Neben der jeweiligen Lagerungsart haben insbesondere die zu verschiedenen Zeitpunkten durchzuführenden Belüftungsmaßnahmen einen großen Einfluss auf die Qualitätserhaltung der Kartoffeln im Lager. Der Abtrocknungsbelüftung direkt nach der Einlagerung kommt dabei eine besondere Bedeutung zu. Hier steht die Abführung des auf den Knollen befindlichen freien Wassers und des durch die Veratmung entstehenden Kohlendioxides im Vordergrund. Neben der mit der Belüftung verbundenen Temperaturabsenkung und Sauerstoffzufuhr, die die Wundheilung unterstützt, werden so die Infektionsbedingungen insbesondere von Nassfäulebakterien eingeschränkt und damit das Fäulnisrisiko reduziert. Die schnelle Abtrocknung der Kartoffeln wird insbesondere in denjenigen Jahren von besonderer Wichtigkeit sein, wo aufgrund der vorhergehenden Witterungs- und Wachstumsbedingungen ein erhöhtes Vorhandensein braun- und nassfauler Kartoffeln im Erntegut besteht. Derartige Risiken sind in den Jahren mit sehr intensiven und anhaltenden Niederschlägen, verbunden mit staunassen Bedingungen, deutlich erhöht.

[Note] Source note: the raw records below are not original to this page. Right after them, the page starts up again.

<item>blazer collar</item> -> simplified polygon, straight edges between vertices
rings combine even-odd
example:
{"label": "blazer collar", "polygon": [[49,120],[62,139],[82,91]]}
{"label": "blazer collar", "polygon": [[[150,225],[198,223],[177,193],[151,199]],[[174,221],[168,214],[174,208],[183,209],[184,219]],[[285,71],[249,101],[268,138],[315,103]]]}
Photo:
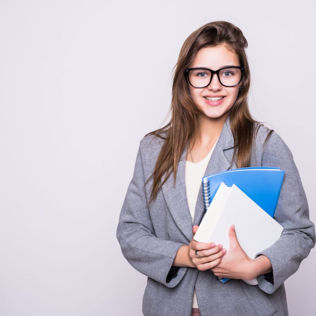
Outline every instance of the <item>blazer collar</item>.
{"label": "blazer collar", "polygon": [[[232,167],[230,161],[226,158],[224,151],[234,146],[234,139],[228,117],[223,127],[219,138],[206,167],[204,176],[227,170]],[[192,221],[186,198],[185,178],[187,147],[185,146],[178,164],[175,183],[174,184],[173,173],[172,173],[162,186],[162,190],[174,220],[188,240],[191,241],[192,235]],[[201,180],[202,181],[202,179]],[[193,221],[194,225],[198,224],[204,210],[201,189],[199,192],[195,207]]]}

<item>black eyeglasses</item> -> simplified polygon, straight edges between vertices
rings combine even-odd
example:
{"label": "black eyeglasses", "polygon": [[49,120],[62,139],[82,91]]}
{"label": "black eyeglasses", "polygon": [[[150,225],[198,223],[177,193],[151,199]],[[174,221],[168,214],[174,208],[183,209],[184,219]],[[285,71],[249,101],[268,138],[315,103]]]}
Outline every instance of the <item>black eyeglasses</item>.
{"label": "black eyeglasses", "polygon": [[235,87],[241,81],[245,67],[232,66],[223,67],[217,70],[208,68],[189,68],[185,70],[189,83],[195,88],[205,88],[212,81],[216,74],[221,84],[225,87]]}

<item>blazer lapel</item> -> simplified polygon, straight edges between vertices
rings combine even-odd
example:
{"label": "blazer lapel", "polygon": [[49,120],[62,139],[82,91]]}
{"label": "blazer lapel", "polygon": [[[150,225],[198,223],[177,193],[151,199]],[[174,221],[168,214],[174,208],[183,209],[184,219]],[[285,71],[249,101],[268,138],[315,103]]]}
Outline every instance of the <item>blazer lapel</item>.
{"label": "blazer lapel", "polygon": [[[222,130],[220,138],[214,149],[205,170],[204,175],[227,170],[234,167],[225,156],[225,150],[233,147],[234,139],[228,118]],[[192,238],[192,221],[186,198],[185,172],[186,157],[186,146],[182,152],[178,164],[175,184],[172,173],[162,186],[162,190],[166,203],[172,216],[179,229],[191,241]],[[201,179],[202,181],[202,179]],[[199,192],[195,207],[194,223],[198,224],[203,214],[204,204],[202,186]]]}
{"label": "blazer lapel", "polygon": [[[233,148],[234,147],[234,138],[230,129],[228,117],[223,126],[220,137],[209,161],[204,176],[225,171],[228,170],[230,168],[236,167],[234,163],[232,164],[230,161],[228,161],[224,154],[225,150]],[[202,179],[201,183],[202,183]],[[195,206],[193,221],[194,225],[198,224],[201,217],[203,215],[204,211],[204,205],[201,185],[201,189],[199,191]]]}
{"label": "blazer lapel", "polygon": [[162,192],[169,210],[177,226],[189,241],[192,239],[192,219],[186,199],[185,173],[186,146],[178,164],[175,184],[172,173],[162,186]]}

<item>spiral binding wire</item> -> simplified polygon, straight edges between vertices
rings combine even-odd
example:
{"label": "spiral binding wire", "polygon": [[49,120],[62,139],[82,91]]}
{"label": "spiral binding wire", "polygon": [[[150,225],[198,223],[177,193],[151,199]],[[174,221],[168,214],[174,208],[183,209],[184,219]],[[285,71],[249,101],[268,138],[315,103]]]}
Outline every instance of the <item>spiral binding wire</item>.
{"label": "spiral binding wire", "polygon": [[202,192],[203,200],[204,203],[204,211],[206,212],[207,208],[211,204],[210,194],[210,181],[204,183],[202,182]]}

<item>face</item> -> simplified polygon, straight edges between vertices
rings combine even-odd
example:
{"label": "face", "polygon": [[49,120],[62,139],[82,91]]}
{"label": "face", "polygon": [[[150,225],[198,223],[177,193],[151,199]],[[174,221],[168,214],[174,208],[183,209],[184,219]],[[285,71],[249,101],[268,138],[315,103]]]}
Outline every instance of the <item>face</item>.
{"label": "face", "polygon": [[[227,66],[240,66],[238,56],[221,45],[200,50],[190,68],[201,67],[217,70]],[[226,118],[228,115],[228,111],[237,98],[240,85],[223,86],[215,74],[210,83],[205,88],[195,88],[190,84],[189,87],[193,102],[205,115],[210,118]]]}

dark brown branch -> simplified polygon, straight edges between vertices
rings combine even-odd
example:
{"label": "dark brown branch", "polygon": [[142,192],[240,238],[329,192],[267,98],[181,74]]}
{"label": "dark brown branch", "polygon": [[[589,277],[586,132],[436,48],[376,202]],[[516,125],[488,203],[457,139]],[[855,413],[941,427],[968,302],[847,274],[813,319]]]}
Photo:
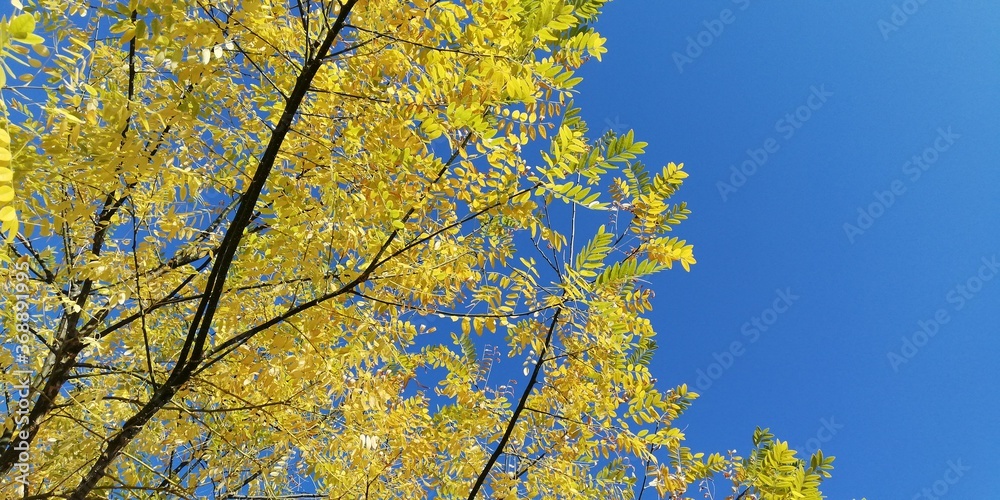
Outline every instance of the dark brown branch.
{"label": "dark brown branch", "polygon": [[545,352],[548,351],[549,344],[552,342],[552,333],[556,329],[556,324],[559,323],[559,314],[561,312],[562,308],[556,309],[556,313],[552,316],[552,323],[549,324],[549,331],[545,334],[545,343],[542,345],[541,352],[538,353],[538,362],[535,363],[535,369],[531,372],[528,385],[524,386],[524,392],[521,393],[521,400],[517,402],[517,406],[514,407],[514,413],[510,416],[510,421],[507,422],[507,430],[504,431],[503,437],[497,443],[496,449],[493,450],[493,454],[486,461],[486,465],[483,467],[482,472],[480,472],[479,477],[476,478],[476,482],[472,484],[472,490],[469,492],[469,500],[475,500],[479,489],[483,487],[483,483],[486,482],[486,478],[489,477],[490,471],[493,469],[493,464],[503,454],[503,449],[507,446],[507,441],[510,440],[511,433],[514,432],[514,425],[517,424],[518,418],[521,417],[521,412],[524,411],[528,404],[528,396],[531,395],[531,390],[538,383],[538,374],[541,373],[542,363],[545,362]]}

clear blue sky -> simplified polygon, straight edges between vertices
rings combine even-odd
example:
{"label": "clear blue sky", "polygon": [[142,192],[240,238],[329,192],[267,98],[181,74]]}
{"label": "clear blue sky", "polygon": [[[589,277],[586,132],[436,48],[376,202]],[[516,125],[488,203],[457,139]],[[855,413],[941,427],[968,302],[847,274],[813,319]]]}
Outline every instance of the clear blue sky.
{"label": "clear blue sky", "polygon": [[653,317],[656,376],[704,389],[694,448],[767,426],[837,457],[831,499],[1000,498],[997,26],[985,0],[607,7],[577,102],[691,175],[698,264]]}
{"label": "clear blue sky", "polygon": [[760,425],[837,457],[831,499],[1000,498],[1000,3],[617,0],[598,26],[595,137],[691,175],[698,264],[653,313],[655,375],[703,394],[689,444]]}

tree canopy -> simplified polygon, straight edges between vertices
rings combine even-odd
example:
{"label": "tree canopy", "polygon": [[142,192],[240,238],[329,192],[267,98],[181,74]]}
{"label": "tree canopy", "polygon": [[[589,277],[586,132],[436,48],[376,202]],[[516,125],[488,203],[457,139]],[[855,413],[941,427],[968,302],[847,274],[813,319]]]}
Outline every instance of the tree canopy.
{"label": "tree canopy", "polygon": [[687,174],[574,106],[604,3],[13,1],[0,495],[821,498],[650,373]]}

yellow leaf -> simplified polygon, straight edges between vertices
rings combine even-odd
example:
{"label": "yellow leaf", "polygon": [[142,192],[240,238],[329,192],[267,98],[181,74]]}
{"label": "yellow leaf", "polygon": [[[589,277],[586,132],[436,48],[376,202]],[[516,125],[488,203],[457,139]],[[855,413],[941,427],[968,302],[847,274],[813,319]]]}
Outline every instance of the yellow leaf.
{"label": "yellow leaf", "polygon": [[18,41],[24,40],[34,31],[35,17],[27,13],[11,19],[10,26],[7,27],[7,32],[10,33],[10,37]]}

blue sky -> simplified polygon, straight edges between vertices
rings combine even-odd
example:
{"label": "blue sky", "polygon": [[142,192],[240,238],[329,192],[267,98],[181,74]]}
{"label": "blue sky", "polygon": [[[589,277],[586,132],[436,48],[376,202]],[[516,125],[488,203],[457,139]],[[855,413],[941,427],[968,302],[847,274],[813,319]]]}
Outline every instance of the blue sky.
{"label": "blue sky", "polygon": [[652,317],[655,376],[703,394],[693,448],[759,425],[837,457],[831,499],[997,496],[997,26],[988,0],[608,5],[576,102],[690,173],[698,264]]}
{"label": "blue sky", "polygon": [[996,496],[998,25],[988,1],[606,8],[584,117],[691,175],[698,264],[655,278],[653,321],[655,375],[703,394],[694,448],[760,425],[837,457],[831,499]]}

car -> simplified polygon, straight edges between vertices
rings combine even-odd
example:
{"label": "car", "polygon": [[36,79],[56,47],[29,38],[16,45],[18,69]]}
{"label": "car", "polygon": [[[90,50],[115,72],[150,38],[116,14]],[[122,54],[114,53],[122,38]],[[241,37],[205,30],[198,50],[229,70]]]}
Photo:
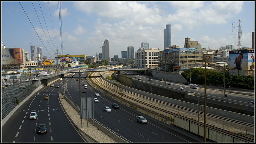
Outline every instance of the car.
{"label": "car", "polygon": [[109,107],[108,107],[108,106],[104,107],[103,109],[104,111],[107,112],[111,112],[111,109],[110,109],[110,108],[109,108]]}
{"label": "car", "polygon": [[36,119],[36,112],[31,112],[29,115],[30,119]]}
{"label": "car", "polygon": [[137,116],[137,121],[138,121],[142,124],[146,124],[148,123],[146,119],[141,116]]}
{"label": "car", "polygon": [[119,105],[118,105],[118,104],[112,104],[112,107],[115,109],[119,109]]}
{"label": "car", "polygon": [[37,127],[37,133],[38,134],[40,133],[47,133],[47,126],[46,126],[44,124],[40,124],[39,126]]}
{"label": "car", "polygon": [[99,99],[97,98],[93,98],[93,101],[94,102],[99,102]]}

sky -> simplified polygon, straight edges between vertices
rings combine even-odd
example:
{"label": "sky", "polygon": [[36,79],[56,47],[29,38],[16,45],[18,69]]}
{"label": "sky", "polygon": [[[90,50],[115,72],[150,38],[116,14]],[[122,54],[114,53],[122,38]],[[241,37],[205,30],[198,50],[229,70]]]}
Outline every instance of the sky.
{"label": "sky", "polygon": [[36,53],[42,47],[43,56],[48,59],[56,56],[57,48],[60,55],[99,55],[106,39],[110,58],[121,57],[127,47],[136,52],[142,42],[163,50],[164,30],[168,24],[172,45],[181,48],[188,37],[207,49],[219,49],[232,42],[237,48],[239,20],[242,47],[251,48],[254,31],[254,1],[1,3],[2,44],[24,48],[30,59],[31,45]]}

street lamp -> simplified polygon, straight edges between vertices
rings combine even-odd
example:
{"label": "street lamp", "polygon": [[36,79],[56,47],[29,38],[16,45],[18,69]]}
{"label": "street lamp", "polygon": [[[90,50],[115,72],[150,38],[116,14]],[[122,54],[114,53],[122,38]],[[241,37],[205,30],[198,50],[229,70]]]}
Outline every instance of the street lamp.
{"label": "street lamp", "polygon": [[209,58],[214,57],[215,58],[220,58],[221,56],[220,55],[217,55],[216,56],[208,57],[205,61],[205,63],[204,65],[204,142],[206,142],[206,63],[208,59]]}
{"label": "street lamp", "polygon": [[171,61],[168,61],[167,62],[165,62],[165,68],[165,68],[165,75],[164,75],[165,77],[164,78],[165,79],[165,88],[166,88],[166,64],[168,63],[168,62],[171,62]]}
{"label": "street lamp", "polygon": [[13,68],[12,69],[12,80],[13,80],[13,81],[12,82],[13,83],[13,104],[15,104],[15,96],[14,95],[14,67],[12,67],[11,68]]}

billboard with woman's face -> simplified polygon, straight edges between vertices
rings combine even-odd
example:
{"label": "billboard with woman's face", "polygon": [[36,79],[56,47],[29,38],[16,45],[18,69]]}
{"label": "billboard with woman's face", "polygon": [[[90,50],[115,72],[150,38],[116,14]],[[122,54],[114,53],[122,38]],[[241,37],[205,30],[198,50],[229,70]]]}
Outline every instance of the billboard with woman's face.
{"label": "billboard with woman's face", "polygon": [[24,64],[24,49],[3,48],[2,50],[2,64]]}

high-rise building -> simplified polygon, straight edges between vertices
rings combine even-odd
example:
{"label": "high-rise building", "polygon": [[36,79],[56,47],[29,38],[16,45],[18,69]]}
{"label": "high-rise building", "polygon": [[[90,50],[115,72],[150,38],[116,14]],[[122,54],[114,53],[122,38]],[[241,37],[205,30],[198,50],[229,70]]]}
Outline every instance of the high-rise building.
{"label": "high-rise building", "polygon": [[37,54],[40,54],[39,60],[42,59],[42,47],[37,47]]}
{"label": "high-rise building", "polygon": [[108,40],[105,40],[104,44],[102,47],[102,59],[108,61],[110,61],[109,57],[109,44]]}
{"label": "high-rise building", "polygon": [[28,52],[25,52],[24,53],[24,57],[25,61],[28,61],[29,60],[29,55]]}
{"label": "high-rise building", "polygon": [[140,43],[140,47],[144,47],[145,49],[149,48],[149,44],[147,42],[142,42]]}
{"label": "high-rise building", "polygon": [[166,29],[164,30],[164,49],[172,46],[171,38],[171,25],[169,24],[166,25]]}
{"label": "high-rise building", "polygon": [[127,51],[122,51],[121,53],[122,59],[127,58]]}
{"label": "high-rise building", "polygon": [[35,46],[30,46],[30,51],[31,52],[31,61],[36,61],[36,48]]}
{"label": "high-rise building", "polygon": [[134,47],[132,46],[127,47],[127,58],[128,59],[134,59]]}

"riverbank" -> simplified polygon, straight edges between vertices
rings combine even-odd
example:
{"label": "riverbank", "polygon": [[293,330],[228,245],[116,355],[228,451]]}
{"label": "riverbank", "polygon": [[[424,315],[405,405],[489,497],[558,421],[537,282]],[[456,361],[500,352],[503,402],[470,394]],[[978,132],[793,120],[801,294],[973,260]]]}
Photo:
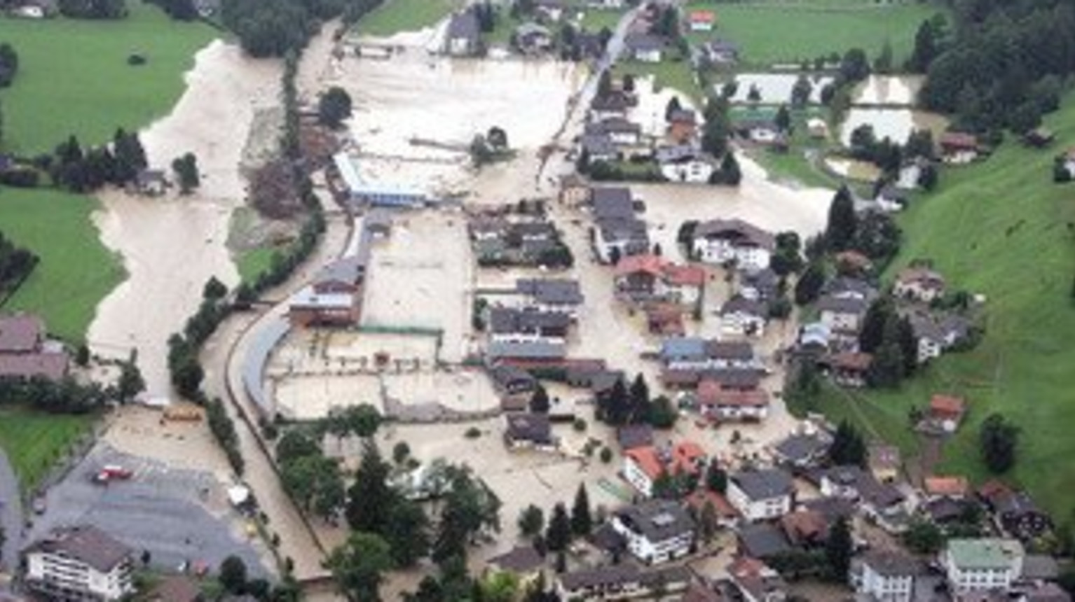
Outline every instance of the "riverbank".
{"label": "riverbank", "polygon": [[227,247],[229,220],[243,205],[244,145],[255,114],[280,102],[280,73],[278,61],[249,59],[221,41],[207,45],[172,113],[141,133],[150,165],[194,152],[201,187],[187,196],[100,195],[95,221],[104,244],[123,255],[128,279],[101,302],[88,338],[104,356],[137,349],[150,397],[169,395],[167,340],[201,303],[205,281],[239,282]]}

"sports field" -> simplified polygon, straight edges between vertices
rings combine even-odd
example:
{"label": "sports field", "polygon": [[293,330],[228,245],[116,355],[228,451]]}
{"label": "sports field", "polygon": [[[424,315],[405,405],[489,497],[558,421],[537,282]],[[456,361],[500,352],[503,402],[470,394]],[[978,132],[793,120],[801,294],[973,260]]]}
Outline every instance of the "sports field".
{"label": "sports field", "polygon": [[25,489],[38,485],[53,464],[89,429],[94,416],[46,414],[0,407],[0,447]]}
{"label": "sports field", "polygon": [[1051,170],[1056,149],[1075,145],[1075,96],[1046,124],[1057,132],[1052,149],[1008,142],[988,161],[945,170],[937,192],[901,218],[906,241],[891,269],[929,258],[950,285],[985,295],[981,344],[946,355],[899,392],[858,394],[857,406],[834,392],[821,409],[913,451],[908,410],[933,393],[965,396],[970,419],[942,469],[986,479],[978,425],[1001,412],[1022,429],[1010,476],[1066,518],[1075,508],[1075,185],[1052,183]]}

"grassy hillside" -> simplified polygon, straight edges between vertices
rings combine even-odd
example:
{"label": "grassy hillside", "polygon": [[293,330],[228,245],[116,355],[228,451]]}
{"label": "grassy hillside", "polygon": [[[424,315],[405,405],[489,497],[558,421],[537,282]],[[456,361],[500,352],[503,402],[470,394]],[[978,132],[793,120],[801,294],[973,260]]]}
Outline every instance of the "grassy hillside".
{"label": "grassy hillside", "polygon": [[830,53],[859,47],[875,57],[885,41],[897,62],[911,54],[915,31],[936,9],[905,2],[877,4],[873,0],[805,0],[801,2],[715,3],[693,1],[688,9],[717,13],[716,34],[734,41],[743,59],[756,65],[813,60]]}
{"label": "grassy hillside", "polygon": [[987,297],[987,334],[972,352],[943,357],[897,393],[859,403],[833,392],[822,409],[911,450],[907,411],[934,392],[964,395],[970,422],[945,449],[942,470],[988,475],[977,430],[991,412],[1022,428],[1010,475],[1058,518],[1075,502],[1075,185],[1051,182],[1052,155],[1075,145],[1075,94],[1047,119],[1052,150],[1009,142],[988,161],[946,170],[942,186],[902,218],[906,243],[892,269],[930,258],[959,289]]}
{"label": "grassy hillside", "polygon": [[98,202],[54,190],[0,191],[0,230],[41,258],[4,304],[41,314],[48,331],[80,342],[97,304],[123,281],[123,268],[98,238]]}
{"label": "grassy hillside", "polygon": [[[74,133],[83,143],[111,138],[168,113],[183,92],[183,73],[216,32],[169,19],[156,8],[128,2],[117,21],[0,18],[0,41],[15,47],[19,71],[0,92],[3,144],[31,155]],[[127,64],[131,54],[147,62]]]}
{"label": "grassy hillside", "polygon": [[48,469],[89,428],[91,415],[45,414],[22,408],[0,408],[3,447],[23,487],[41,482]]}

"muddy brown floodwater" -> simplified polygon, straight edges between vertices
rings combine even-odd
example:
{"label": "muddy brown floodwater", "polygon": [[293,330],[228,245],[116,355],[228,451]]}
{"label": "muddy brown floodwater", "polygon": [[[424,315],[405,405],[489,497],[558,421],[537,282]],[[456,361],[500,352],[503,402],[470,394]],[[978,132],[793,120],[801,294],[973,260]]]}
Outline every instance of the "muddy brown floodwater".
{"label": "muddy brown floodwater", "polygon": [[100,194],[101,240],[123,255],[128,277],[98,306],[88,340],[104,356],[137,349],[150,397],[169,395],[167,339],[197,309],[204,282],[239,280],[226,241],[231,211],[243,203],[240,161],[255,112],[278,103],[280,75],[276,61],[212,42],[196,56],[172,113],[141,132],[152,168],[170,172],[175,157],[194,152],[201,188],[187,196],[174,189],[161,197]]}

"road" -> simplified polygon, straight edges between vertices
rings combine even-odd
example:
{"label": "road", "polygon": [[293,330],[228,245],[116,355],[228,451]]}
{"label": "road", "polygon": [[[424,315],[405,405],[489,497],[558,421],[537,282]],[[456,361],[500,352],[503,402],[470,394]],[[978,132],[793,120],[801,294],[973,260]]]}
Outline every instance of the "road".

Über das Gebäude, die Lagerart sowie die Belüftung müssen möglichst günstige klimatische Bedingungen für die eingelagerten Kartoffeln zur Vermeidung von Verlusten durch Fäulnis, Keimung und Gewichtsverluste geschaffen werden. Durch eine automatische Belüftungssteuerung wird der Wirkungsgrad der Belüftungsmaßnahmen im Vergleich zur manuellen Bedienung verbessert, da die in einem Belüftungsprogramm festzulegenden Vorgaben, zum Beispiel bei sich ändernden Witterungsbedingungen, leichter eingehalten werden können. Neben der Belüftung stellt aber auch die Lagerhygiene eine grundlegende Voraussetzung zur Begrenzung pilzlicher und bakterieller Lagerkrankheiten dar.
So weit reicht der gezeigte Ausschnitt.